|On January 4th, 2012 Tyler R. Tichelaar and Victor R. Volkman spoke with regional mystery maven Nancy Barr. Nancy served as news editor at the Daily Mining Gazette in Houghton for three years and now works at Michigan Technological University, where she recently earned a master’s degree in Rhetoric and Technical Communication. Her novels include Page One: Hit and Run(July 2006), “Page One: Vanished” (May 2007), and “Page One: Whiteout” (November 2009), all from Arbutus Press. She spoke with us on all the particulars of regional mystery writing including:
- Challenges of writing about real locations in rural areas
- Character development — deciding who deserves a repeat appearance and who is a one-book wonder
- Plotting versus characterization. Each book has been different for me.
- Other mysteries worth reading that feature the rural upper Midwest.
- The pros and cons of small, regional publishing houses.

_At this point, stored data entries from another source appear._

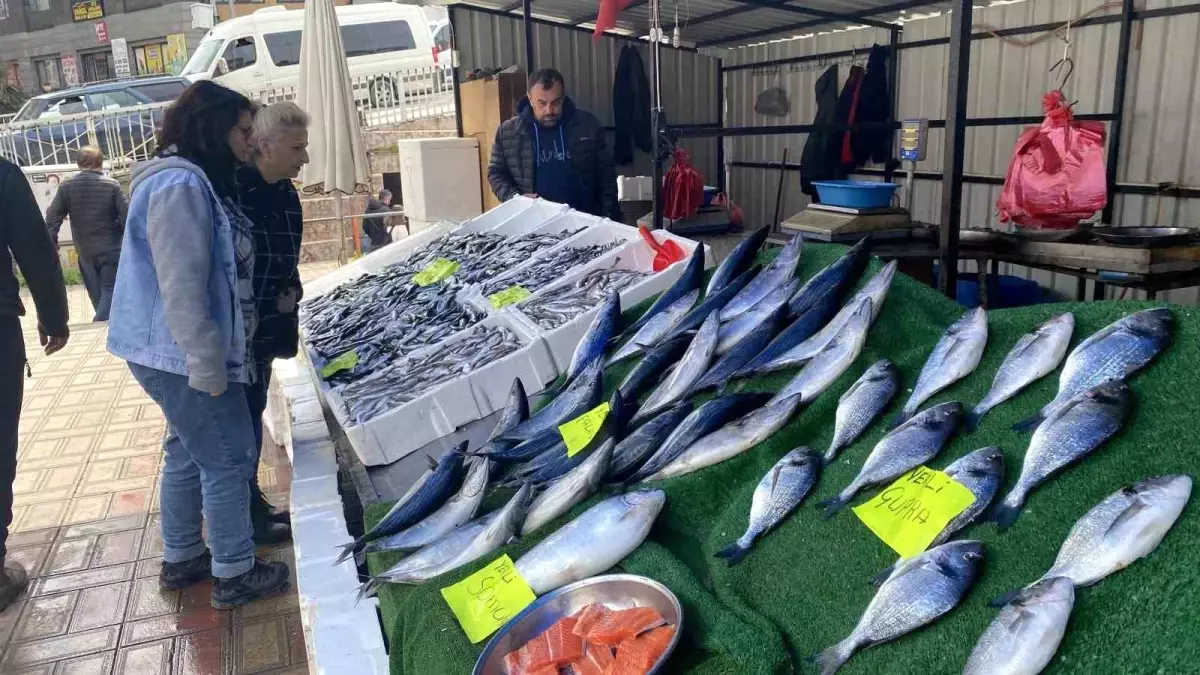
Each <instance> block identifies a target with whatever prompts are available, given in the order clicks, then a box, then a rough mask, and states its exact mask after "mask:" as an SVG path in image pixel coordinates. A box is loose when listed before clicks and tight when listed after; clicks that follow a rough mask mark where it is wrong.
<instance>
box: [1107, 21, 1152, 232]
mask: <svg viewBox="0 0 1200 675" xmlns="http://www.w3.org/2000/svg"><path fill="white" fill-rule="evenodd" d="M1133 1H1134V0H1123V1H1122V2H1121V35H1120V37H1118V38H1117V77H1116V82H1115V83H1114V85H1112V114H1114V115H1116V117H1115V118H1114V119H1112V121H1111V123H1109V151H1108V156H1106V157H1105V159H1104V161H1105V174H1104V178H1105V184H1106V185H1108V192H1109V201H1108V203H1106V204H1105V205H1104V211H1102V213H1100V222H1103V223H1105V225H1112V213H1114V210H1115V209H1116V203H1115V202H1116V197H1117V192H1116V187H1117V165H1118V163H1120V162H1121V136H1122V130H1123V127H1124V98H1126V80H1127V78H1128V76H1129V43H1130V42H1132V41H1133ZM1136 225H1141V223H1136ZM1151 225H1162V223H1158V222H1156V223H1151Z"/></svg>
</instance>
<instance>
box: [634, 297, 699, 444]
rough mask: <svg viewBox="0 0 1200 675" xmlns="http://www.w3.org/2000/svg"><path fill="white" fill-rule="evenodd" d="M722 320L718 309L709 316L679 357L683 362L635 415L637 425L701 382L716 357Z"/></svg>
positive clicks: (647, 418) (680, 396) (669, 376)
mask: <svg viewBox="0 0 1200 675" xmlns="http://www.w3.org/2000/svg"><path fill="white" fill-rule="evenodd" d="M719 328H720V323H719V322H718V318H716V312H713V313H710V315H708V318H706V319H704V323H703V324H702V325H701V327H700V331H697V333H696V335H695V336H694V337H692V339H691V345H688V351H686V352H684V354H683V357H682V358H680V359H679V364H678V365H677V366H676V369H674V370H672V371H671V374H670V375H667V376H666V378H665V380H664V381H662V382H661V383H660V384H659V386H658V387H656V388H655V389H654V390H653V392H650V395H649V398H647V399H646V402H643V404H642V407H641V408H638V410H637V414H635V416H634V424H637V423H638V422H641V420H643V419H648V418H649V417H652V416H653V414H654V413H656V412H659V411H662V410H666V408H667V407H670V406H671V405H672V404H674V402H676V401H678V400H679V399H680V398H683V395H684V394H686V393H688V390H689V389H691V386H692V384H695V383H696V382H697V381H700V378H701V376H703V375H704V371H706V370H708V365H709V364H710V363H712V360H713V352H714V351H715V350H716V335H718V330H719Z"/></svg>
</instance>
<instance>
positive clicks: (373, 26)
mask: <svg viewBox="0 0 1200 675" xmlns="http://www.w3.org/2000/svg"><path fill="white" fill-rule="evenodd" d="M342 47H343V48H344V49H346V55H347V56H366V55H370V54H380V53H384V52H403V50H406V49H415V48H416V41H415V40H413V31H412V29H409V28H408V22H379V23H372V24H355V25H343V26H342Z"/></svg>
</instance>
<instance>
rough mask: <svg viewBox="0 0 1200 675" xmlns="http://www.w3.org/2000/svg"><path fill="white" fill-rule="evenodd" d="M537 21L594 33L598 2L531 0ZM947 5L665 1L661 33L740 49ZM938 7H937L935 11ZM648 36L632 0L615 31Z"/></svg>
mask: <svg viewBox="0 0 1200 675" xmlns="http://www.w3.org/2000/svg"><path fill="white" fill-rule="evenodd" d="M530 1H532V13H533V17H534V18H536V19H541V20H548V22H553V23H560V24H565V25H575V26H586V28H590V26H592V25H593V24H592V22H594V20H595V16H596V10H598V6H599V0H530ZM944 4H946V0H907V1H901V0H805V1H804V2H793V1H788V0H664V1H662V6H661V17H662V30H664V32H665V34H666V35H671V32H672V30H673V28H674V24H676V17H677V16H678V23H679V29H680V32H682V35H683V41H684V42H686V43H688V44H694V46H696V47H738V46H744V44H752V43H756V42H762V41H764V40H770V38H774V37H786V36H788V35H796V34H802V32H810V31H812V30H836V29H845V28H851V26H860V25H871V26H876V28H893V26H896V28H898V26H899V24H898V20H902V19H904V18H905V16H906V12H908V11H911V10H916V8H924V10H926V11H928V10H929V8H931V7H930V6H931V5H944ZM454 5H462V6H468V7H479V8H484V10H487V11H492V12H503V13H512V14H515V16H518V17H520V16H521V11H522V5H521V0H461V1H457V2H454ZM932 8H936V7H932ZM648 31H649V7H648V0H632V2H630V4H629V6H628V7H625V8H624V10H622V12H620V14H619V16H618V18H617V28H616V29H613V30H612V31H611V32H617V34H620V35H625V36H644V35H647V32H648Z"/></svg>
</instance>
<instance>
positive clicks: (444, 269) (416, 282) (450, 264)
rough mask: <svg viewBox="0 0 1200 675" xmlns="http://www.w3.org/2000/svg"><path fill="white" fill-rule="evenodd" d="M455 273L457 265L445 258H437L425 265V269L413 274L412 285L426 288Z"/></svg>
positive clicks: (457, 263) (455, 271)
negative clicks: (418, 272) (414, 284)
mask: <svg viewBox="0 0 1200 675" xmlns="http://www.w3.org/2000/svg"><path fill="white" fill-rule="evenodd" d="M456 271H458V263H456V262H455V261H450V259H446V258H438V259H436V261H433V262H432V263H430V264H427V265H425V269H422V270H421V271H419V273H416V274H414V275H413V283H415V285H418V286H428V285H430V283H437V282H438V281H442V280H443V279H446V277H449V276H450V275H451V274H454V273H456Z"/></svg>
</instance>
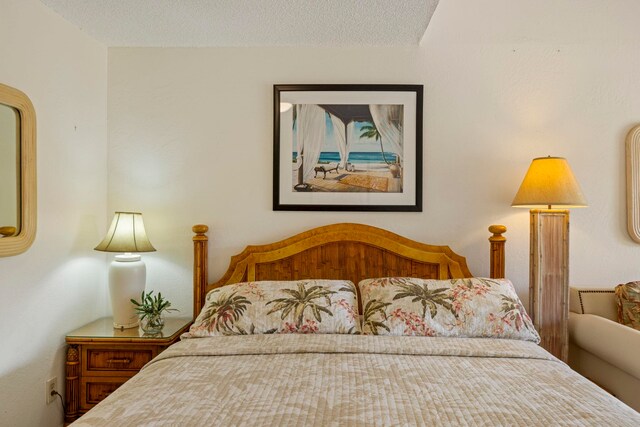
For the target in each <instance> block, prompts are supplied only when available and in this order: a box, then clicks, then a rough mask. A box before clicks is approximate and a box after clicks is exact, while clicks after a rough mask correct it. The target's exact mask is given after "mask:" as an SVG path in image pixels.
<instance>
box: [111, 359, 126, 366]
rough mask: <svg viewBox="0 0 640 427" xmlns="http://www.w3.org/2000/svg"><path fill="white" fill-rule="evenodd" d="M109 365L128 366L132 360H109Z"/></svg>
mask: <svg viewBox="0 0 640 427" xmlns="http://www.w3.org/2000/svg"><path fill="white" fill-rule="evenodd" d="M107 363H109V364H111V363H118V364H122V365H128V364H129V363H131V359H108V360H107Z"/></svg>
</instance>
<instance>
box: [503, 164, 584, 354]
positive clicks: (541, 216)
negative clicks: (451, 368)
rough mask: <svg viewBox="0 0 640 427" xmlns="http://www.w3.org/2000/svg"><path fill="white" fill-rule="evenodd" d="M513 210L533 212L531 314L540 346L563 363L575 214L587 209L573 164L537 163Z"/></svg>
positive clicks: (530, 296) (529, 269)
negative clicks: (571, 235)
mask: <svg viewBox="0 0 640 427" xmlns="http://www.w3.org/2000/svg"><path fill="white" fill-rule="evenodd" d="M511 206H515V207H526V208H532V209H531V210H530V220H531V223H530V227H531V228H530V233H531V235H530V245H531V247H530V258H529V314H530V316H531V319H532V320H533V324H534V325H535V327H536V329H537V330H538V332H539V333H540V338H541V342H540V345H541V346H542V347H543V348H545V349H546V350H547V351H549V352H550V353H551V354H553V355H554V356H556V357H557V358H559V359H560V360H563V361H565V362H566V361H567V358H568V354H569V337H568V321H569V210H568V208H579V207H586V206H587V202H586V200H585V198H584V195H583V194H582V190H581V189H580V186H579V185H578V182H577V181H576V179H575V177H574V176H573V172H571V168H570V167H569V163H567V160H566V159H564V158H562V157H551V156H549V157H539V158H536V159H533V161H532V162H531V166H529V170H528V171H527V174H526V175H525V177H524V180H523V181H522V184H521V185H520V189H519V190H518V193H517V194H516V197H515V198H514V199H513V203H512V204H511Z"/></svg>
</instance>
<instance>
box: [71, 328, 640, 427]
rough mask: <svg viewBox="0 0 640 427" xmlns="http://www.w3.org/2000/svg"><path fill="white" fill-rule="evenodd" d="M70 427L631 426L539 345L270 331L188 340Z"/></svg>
mask: <svg viewBox="0 0 640 427" xmlns="http://www.w3.org/2000/svg"><path fill="white" fill-rule="evenodd" d="M73 425H74V426H78V427H80V426H134V425H135V426H156V425H172V426H192V425H260V426H277V425H432V426H451V425H461V426H462V425H474V426H478V425H486V426H495V425H503V426H532V425H539V426H550V425H580V426H586V425H590V426H638V425H640V414H638V413H637V412H635V411H634V410H633V409H631V408H629V407H627V406H626V405H624V404H623V403H622V402H620V401H618V400H617V399H615V398H614V397H612V396H610V395H608V394H607V393H606V392H605V391H603V390H602V389H600V388H599V387H597V386H596V385H595V384H593V383H591V382H590V381H588V380H587V379H585V378H583V377H581V376H580V375H578V374H576V373H575V372H573V371H572V370H571V369H570V368H569V367H568V366H567V365H566V364H564V363H562V362H561V361H559V360H558V359H556V358H554V357H553V356H551V355H550V354H549V353H548V352H546V351H545V350H544V349H542V348H540V347H539V346H537V345H536V344H534V343H532V342H527V341H517V340H507V339H487V338H442V337H440V338H433V337H432V338H428V339H425V338H424V337H397V336H361V335H337V334H334V335H314V334H311V335H305V334H277V335H250V336H217V337H207V338H191V339H185V340H183V341H182V342H180V343H177V344H175V345H174V346H172V347H170V348H169V349H167V350H166V351H165V352H163V353H162V354H161V355H160V356H159V357H158V358H156V359H154V360H153V361H152V362H150V363H149V364H148V365H147V366H146V367H145V368H144V369H143V370H142V372H141V373H140V374H139V375H136V376H135V377H133V378H132V379H131V380H129V381H128V382H127V383H125V384H124V385H123V386H122V387H121V388H120V389H118V390H117V391H116V392H114V393H113V394H112V395H111V396H109V397H108V398H107V399H105V400H104V401H103V402H101V403H100V404H98V405H97V406H96V407H95V408H94V409H92V410H91V411H90V412H88V413H87V414H85V415H84V416H83V417H82V418H80V419H79V420H78V421H77V422H76V423H74V424H73Z"/></svg>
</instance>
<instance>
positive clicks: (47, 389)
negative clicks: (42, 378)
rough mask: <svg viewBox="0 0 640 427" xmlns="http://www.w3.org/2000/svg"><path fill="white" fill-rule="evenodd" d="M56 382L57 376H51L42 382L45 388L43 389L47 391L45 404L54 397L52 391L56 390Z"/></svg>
mask: <svg viewBox="0 0 640 427" xmlns="http://www.w3.org/2000/svg"><path fill="white" fill-rule="evenodd" d="M57 382H58V378H56V377H53V378H51V379H49V380H48V381H46V382H45V383H44V386H45V387H44V388H45V391H46V392H47V395H46V402H47V405H48V404H49V403H51V402H53V401H54V400H55V399H56V395H55V394H54V393H53V392H54V391H57V389H56V385H57Z"/></svg>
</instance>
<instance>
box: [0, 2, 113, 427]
mask: <svg viewBox="0 0 640 427" xmlns="http://www.w3.org/2000/svg"><path fill="white" fill-rule="evenodd" d="M0 58H2V59H1V60H0V82H2V83H4V84H7V85H9V86H13V87H16V88H18V89H20V90H22V91H23V92H25V93H26V94H27V95H28V96H29V97H30V98H31V101H32V102H33V104H34V106H35V111H36V119H37V156H38V230H37V234H36V239H35V242H34V244H33V246H32V247H31V248H30V249H29V250H28V251H27V252H26V253H24V254H21V255H18V256H13V257H8V258H0V336H1V337H2V350H0V425H3V426H4V425H6V426H58V425H62V420H63V416H62V410H61V405H60V402H59V401H56V402H55V404H51V405H48V406H47V405H45V391H44V390H45V386H44V383H45V380H47V379H48V378H50V377H53V376H56V377H57V378H58V384H59V386H58V388H59V389H60V391H62V390H63V386H64V370H63V368H64V359H65V353H64V349H65V344H64V335H65V333H67V332H68V331H71V330H72V329H75V328H77V327H79V326H81V325H82V324H84V323H86V322H88V321H90V320H93V319H95V318H97V317H100V316H101V315H105V312H106V307H105V305H106V304H107V302H106V300H107V298H106V275H107V265H106V257H105V255H104V254H101V253H97V252H95V251H93V250H92V248H93V247H94V246H95V245H96V244H97V243H98V242H99V241H100V239H101V238H102V237H103V236H102V235H103V234H104V232H105V230H106V227H107V218H106V217H107V207H106V196H105V195H106V192H107V179H106V176H107V161H106V156H107V143H106V137H107V127H106V126H107V125H106V117H107V111H106V107H107V86H106V85H107V76H106V71H107V50H106V48H105V47H103V46H101V45H100V44H98V43H96V42H95V41H93V40H91V39H90V38H89V37H87V36H85V35H83V34H82V33H81V32H80V31H79V30H78V29H76V28H74V27H73V26H72V25H71V24H69V23H67V22H66V21H64V20H63V19H62V18H60V17H59V16H58V15H56V14H54V13H53V12H51V11H50V10H49V9H47V8H45V7H44V6H43V5H42V4H41V3H40V2H38V1H37V0H0Z"/></svg>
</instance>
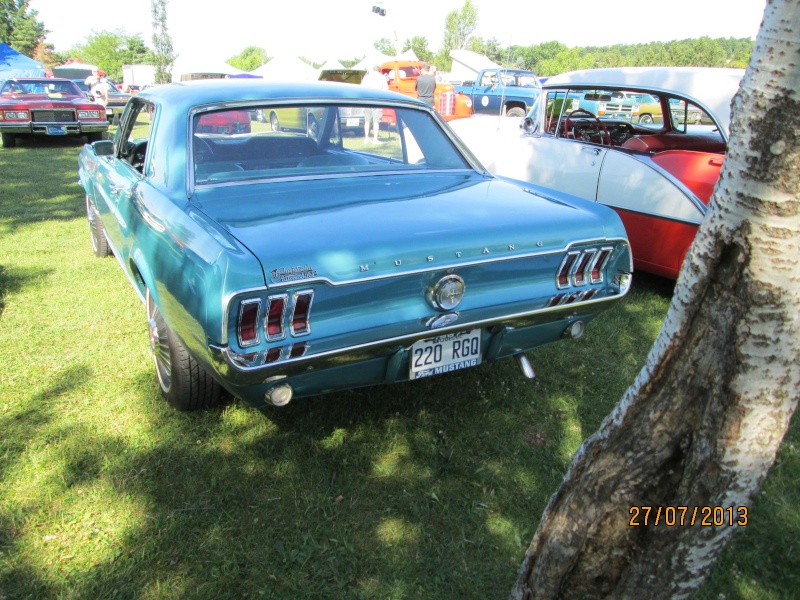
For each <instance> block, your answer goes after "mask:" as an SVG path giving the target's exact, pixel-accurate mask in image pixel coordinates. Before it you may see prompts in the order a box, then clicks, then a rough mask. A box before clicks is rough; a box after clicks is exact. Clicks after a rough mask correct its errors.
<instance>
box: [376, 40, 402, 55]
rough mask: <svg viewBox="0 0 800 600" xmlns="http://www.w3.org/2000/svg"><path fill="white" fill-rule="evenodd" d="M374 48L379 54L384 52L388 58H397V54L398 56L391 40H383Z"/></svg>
mask: <svg viewBox="0 0 800 600" xmlns="http://www.w3.org/2000/svg"><path fill="white" fill-rule="evenodd" d="M373 46H374V47H375V49H376V50H377V51H378V52H383V53H384V54H386V55H387V56H395V54H397V52H396V50H395V48H394V44H393V43H392V41H391V40H390V39H389V38H381V39H379V40H378V41H376V42H375V43H374V44H373Z"/></svg>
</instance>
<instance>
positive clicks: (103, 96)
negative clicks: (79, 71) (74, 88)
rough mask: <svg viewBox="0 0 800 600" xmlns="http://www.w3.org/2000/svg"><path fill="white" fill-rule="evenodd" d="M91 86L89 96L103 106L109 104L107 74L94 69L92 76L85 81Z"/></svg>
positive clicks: (88, 85)
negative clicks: (106, 75)
mask: <svg viewBox="0 0 800 600" xmlns="http://www.w3.org/2000/svg"><path fill="white" fill-rule="evenodd" d="M84 83H85V84H86V85H88V86H89V95H91V96H92V97H93V98H94V99H95V101H97V102H100V103H101V104H102V105H103V106H105V105H106V104H108V93H107V91H106V79H105V73H104V72H103V71H100V70H98V69H92V74H91V75H89V77H87V78H86V80H85V81H84Z"/></svg>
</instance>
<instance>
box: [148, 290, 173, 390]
mask: <svg viewBox="0 0 800 600" xmlns="http://www.w3.org/2000/svg"><path fill="white" fill-rule="evenodd" d="M147 326H148V328H149V329H150V352H151V353H152V355H153V362H154V363H155V365H156V375H157V376H158V384H159V385H160V386H161V391H162V392H164V394H169V391H170V389H171V388H172V351H171V349H170V345H169V334H168V332H167V324H166V323H164V318H163V317H162V316H161V311H160V310H158V306H156V303H155V302H154V301H153V297H152V296H151V295H150V290H147Z"/></svg>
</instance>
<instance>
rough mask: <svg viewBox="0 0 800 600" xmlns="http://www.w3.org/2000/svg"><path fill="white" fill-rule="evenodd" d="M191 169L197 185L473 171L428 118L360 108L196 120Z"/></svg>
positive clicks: (397, 108) (423, 116) (227, 113)
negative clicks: (387, 170)
mask: <svg viewBox="0 0 800 600" xmlns="http://www.w3.org/2000/svg"><path fill="white" fill-rule="evenodd" d="M365 122H366V123H369V125H370V134H369V136H367V135H366V129H365ZM375 127H377V128H378V135H377V141H376V137H375V134H374V131H375V129H374V128H375ZM192 162H193V169H194V173H195V183H196V184H198V185H204V184H218V183H231V182H238V181H253V180H259V179H275V178H287V177H321V176H336V175H354V174H361V173H375V172H380V171H386V170H391V171H419V170H441V169H448V170H449V169H465V168H469V165H468V163H467V162H466V160H465V159H464V157H463V156H462V155H461V153H460V151H459V150H458V149H457V148H456V147H455V146H454V145H453V143H452V141H451V140H450V138H449V137H448V136H447V135H446V134H445V133H444V132H443V131H442V129H441V128H440V126H439V124H438V122H437V121H436V120H434V119H433V118H432V117H431V115H430V114H429V113H427V112H426V111H422V110H414V109H408V108H396V107H393V106H382V105H372V104H358V103H339V104H333V105H318V106H315V105H305V104H304V105H293V106H286V105H282V106H255V107H247V108H237V109H235V110H233V109H226V110H216V111H206V112H201V113H198V114H196V115H194V117H193V131H192Z"/></svg>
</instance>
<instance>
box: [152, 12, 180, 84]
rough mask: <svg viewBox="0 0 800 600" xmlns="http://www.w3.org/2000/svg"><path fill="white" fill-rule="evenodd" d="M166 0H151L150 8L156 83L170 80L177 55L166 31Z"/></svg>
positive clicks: (158, 82) (166, 25)
mask: <svg viewBox="0 0 800 600" xmlns="http://www.w3.org/2000/svg"><path fill="white" fill-rule="evenodd" d="M167 2H168V0H151V4H150V9H151V14H152V16H153V48H154V49H155V54H154V58H155V60H154V61H153V62H154V64H155V67H156V83H169V82H170V81H172V65H173V64H175V59H176V58H177V56H176V55H175V53H174V52H173V49H172V38H171V37H170V35H169V33H168V32H167Z"/></svg>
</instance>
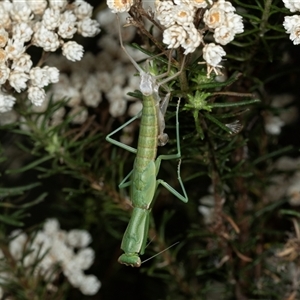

|A transplant to Michigan’s Upper Peninsula at the age of 9, Nancy Barr grew up in the tiny town of Rapid River nestled at the top of Little Bay de Noc. She earned an associate’s degree with honors from Bay de Noc Community College in Escanaba, Mich., and graduated cum laude from Lake Superior State University in Sault Ste. Marie, Mich., with a bachelor’s degree. Her love of reading and writing led her to a career in newspaper journalism where she spent several years covering police, courts, schools and local governments for the Daily Press in Escanaba. An animal aficionado, she lives on the Keweenaw Peninsula with two demanding, but lovable, cats. When not writing, Nancy enjoys hiking and photographing the natural beauty that abounds in the Upper Peninsula.